325 tons is just the beginning
Meanwhile, Accelerating Circularity is laying the foundation for bringing partners together to recycle 325 tons of used textiles in its Building Circular Systems trials, which is the highest volume the company has pledged to date. The nonprofit made the commitment in September 2024 at the Clinton Global Initiative. The 325 tons include cotton, polyester and next-generation human-made cellulosic fibers. Methods include mechanical recycling trials for cotton and thermal mechanical recycling and chemical recycling for polyester.
The goal is to complete the project in September 2026, about the same time it takes to do production runs. “We’re currently inviting companies to participate in the commitment,” says Magruder.
As part of the project, Accelerating Circularity will work on fostering markets for recycled textiles and developing a mapping tool that identifies collectors, sorters, recyclers, fiber producers, yarn spinners, fabric mills and product manufacturers.
This is just a start. “Our goal now is to scale it and make sure circular supply chains become a normal part of business,” says Magruder.

Trials have shown the need for higher volumes of fabric and for automated sorting and preprocessing. “Through high-volume trials in targeted supply chains, we will be able to develop the business cases for the different processes,” says Magruder.
In 2024, the organization achieved a major success with a project that created a cotton yarn from 20% postconsumer, 20% postindustrial and 60% virgin feedstocks. According to the organization’s Global Cotton Report, the project recycled 27.5 metric tons (30.3 U.S. tons) of feedstock into variations of yarn. What’s more, retail giant Target used the recycled yarn in three trial products last year: a women’s tank top, denim skirt and jersey T-shirt.

“Let’s not forget the gas that is going to make all this run is the orders from the brands,” says Magruder. “And for circularity to commercialize, there needs to be a business case. We are also working on that, but it has to be realistic. There is so much change and innovation happening, and that will not be cost-neutral, which is what the brands would like.”
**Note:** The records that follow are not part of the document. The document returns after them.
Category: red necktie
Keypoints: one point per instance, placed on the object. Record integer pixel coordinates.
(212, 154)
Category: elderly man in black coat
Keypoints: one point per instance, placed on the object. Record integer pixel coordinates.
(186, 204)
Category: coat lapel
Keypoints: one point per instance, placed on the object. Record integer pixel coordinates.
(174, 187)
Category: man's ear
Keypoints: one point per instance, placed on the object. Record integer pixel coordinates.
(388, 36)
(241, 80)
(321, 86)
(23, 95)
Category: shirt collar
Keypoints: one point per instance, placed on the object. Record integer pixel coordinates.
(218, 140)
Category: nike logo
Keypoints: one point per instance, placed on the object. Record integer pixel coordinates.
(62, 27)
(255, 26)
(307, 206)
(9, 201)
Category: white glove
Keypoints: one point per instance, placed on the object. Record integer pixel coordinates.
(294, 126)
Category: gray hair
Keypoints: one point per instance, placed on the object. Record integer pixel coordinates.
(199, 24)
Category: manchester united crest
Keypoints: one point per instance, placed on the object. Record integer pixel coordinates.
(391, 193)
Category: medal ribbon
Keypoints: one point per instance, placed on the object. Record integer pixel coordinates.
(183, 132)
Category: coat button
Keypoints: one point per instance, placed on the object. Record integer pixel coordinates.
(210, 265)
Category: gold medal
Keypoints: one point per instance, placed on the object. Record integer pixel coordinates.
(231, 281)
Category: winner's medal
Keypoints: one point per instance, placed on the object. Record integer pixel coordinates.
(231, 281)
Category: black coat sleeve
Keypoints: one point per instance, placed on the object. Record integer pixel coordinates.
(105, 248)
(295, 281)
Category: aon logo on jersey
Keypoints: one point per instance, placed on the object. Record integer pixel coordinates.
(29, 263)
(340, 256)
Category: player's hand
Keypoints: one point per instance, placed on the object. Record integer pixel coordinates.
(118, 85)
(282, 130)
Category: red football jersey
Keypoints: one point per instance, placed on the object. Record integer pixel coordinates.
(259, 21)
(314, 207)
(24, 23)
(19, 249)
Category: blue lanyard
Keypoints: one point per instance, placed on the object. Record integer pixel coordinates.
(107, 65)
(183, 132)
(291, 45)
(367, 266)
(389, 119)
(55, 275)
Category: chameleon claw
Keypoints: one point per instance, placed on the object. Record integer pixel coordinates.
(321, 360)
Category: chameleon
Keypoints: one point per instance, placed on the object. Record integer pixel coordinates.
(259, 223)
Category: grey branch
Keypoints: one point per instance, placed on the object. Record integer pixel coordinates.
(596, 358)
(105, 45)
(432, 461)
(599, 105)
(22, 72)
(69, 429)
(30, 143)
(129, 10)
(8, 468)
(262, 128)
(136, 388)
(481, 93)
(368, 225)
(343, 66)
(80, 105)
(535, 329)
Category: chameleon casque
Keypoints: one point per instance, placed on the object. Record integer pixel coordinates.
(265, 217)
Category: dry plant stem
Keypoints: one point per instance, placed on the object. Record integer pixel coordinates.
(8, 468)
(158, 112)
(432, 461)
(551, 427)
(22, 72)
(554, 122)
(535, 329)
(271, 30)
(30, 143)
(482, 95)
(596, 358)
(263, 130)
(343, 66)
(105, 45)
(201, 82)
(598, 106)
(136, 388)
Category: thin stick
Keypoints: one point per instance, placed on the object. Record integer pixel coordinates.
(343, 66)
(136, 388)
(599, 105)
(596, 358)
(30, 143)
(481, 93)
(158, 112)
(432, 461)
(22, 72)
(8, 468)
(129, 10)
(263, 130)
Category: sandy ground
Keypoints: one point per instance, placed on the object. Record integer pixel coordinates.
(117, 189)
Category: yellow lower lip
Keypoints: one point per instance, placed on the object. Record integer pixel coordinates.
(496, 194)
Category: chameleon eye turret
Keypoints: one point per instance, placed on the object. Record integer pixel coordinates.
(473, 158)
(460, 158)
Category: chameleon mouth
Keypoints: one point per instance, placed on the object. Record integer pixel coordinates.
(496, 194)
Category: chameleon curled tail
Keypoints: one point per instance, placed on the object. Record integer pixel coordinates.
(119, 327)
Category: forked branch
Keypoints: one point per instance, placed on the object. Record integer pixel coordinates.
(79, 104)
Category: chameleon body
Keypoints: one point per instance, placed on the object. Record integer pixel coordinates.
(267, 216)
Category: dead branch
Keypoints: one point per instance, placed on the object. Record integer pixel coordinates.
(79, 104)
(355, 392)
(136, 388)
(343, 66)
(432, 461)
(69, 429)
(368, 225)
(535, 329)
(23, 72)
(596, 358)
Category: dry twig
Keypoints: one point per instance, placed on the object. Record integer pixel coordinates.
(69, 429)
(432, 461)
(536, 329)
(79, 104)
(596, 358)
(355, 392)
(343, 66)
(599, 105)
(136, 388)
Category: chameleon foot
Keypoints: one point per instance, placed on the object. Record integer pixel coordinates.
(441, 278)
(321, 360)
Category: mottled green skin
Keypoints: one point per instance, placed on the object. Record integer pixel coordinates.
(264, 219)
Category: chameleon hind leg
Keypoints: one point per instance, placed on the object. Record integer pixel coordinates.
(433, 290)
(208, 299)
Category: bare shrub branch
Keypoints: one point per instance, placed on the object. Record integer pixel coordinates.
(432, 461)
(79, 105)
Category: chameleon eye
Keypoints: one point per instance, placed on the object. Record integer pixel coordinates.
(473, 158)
Will circularity be achieved in 20 years? It’s hard to tell, but there’s no denying that fascinating things are happening in the present. “It’s exciting times,” says Sharp.
Alan Pierce is a freelance writer in Burnsville, Minn., with a background in journalism as a reporter and editor.
SIDEBAR: Recycling: Current and potential opportunities
Here are some areas where recycling is having an effect and could play a significant role.
Castoff material is becoming an income stream.
“Some companies that are doing recycling are working with producers to take their waste from the cutting floor or second quality and repurposing that. It’s actually becoming a competitive space in some ways,” says Melissa Sharp, deputy CEO, research and development, The Textile Engine.
“Another example of this is [polyethylene terephthalate] PET flake from recycled plastic bottles. Because that material is now used in numerous textile products, the demand is increasing raw material costs,” says Sharp.
Pre- and postindustrial textiles and difficult-to-recycle plastics could fill the demand left by increased use of PET.
Anne Wiper, The Textile Engine CEO, is confident that textiles can meet the demand. “Through efficient sorting, we can create a robust feedstock of textile materials, including PET, that we can then funnel to novel chemical recycling facilities that create virgin-quality polyester inputs that can then be processed into high-quality goods,” she says.
Textile recycling could lessen the need for imports.
Wiper thinks the United States can reclaim market share from imports but only if the U.S. continues to invest in the next evolution of manufacturing and ensures that it does not send textile waste offshore.
“We are one of the biggest disposable consumer product countries in the world,” says Wiper. “There is plenty of supply of these waste materials. We still have the infrastructure within North Carolina and our surrounding region to reprocess this waste into valuable, domestically produced goods. The research and technologies The Textile Engine is investing in will be the catalyst for this resurgence in domestic production.”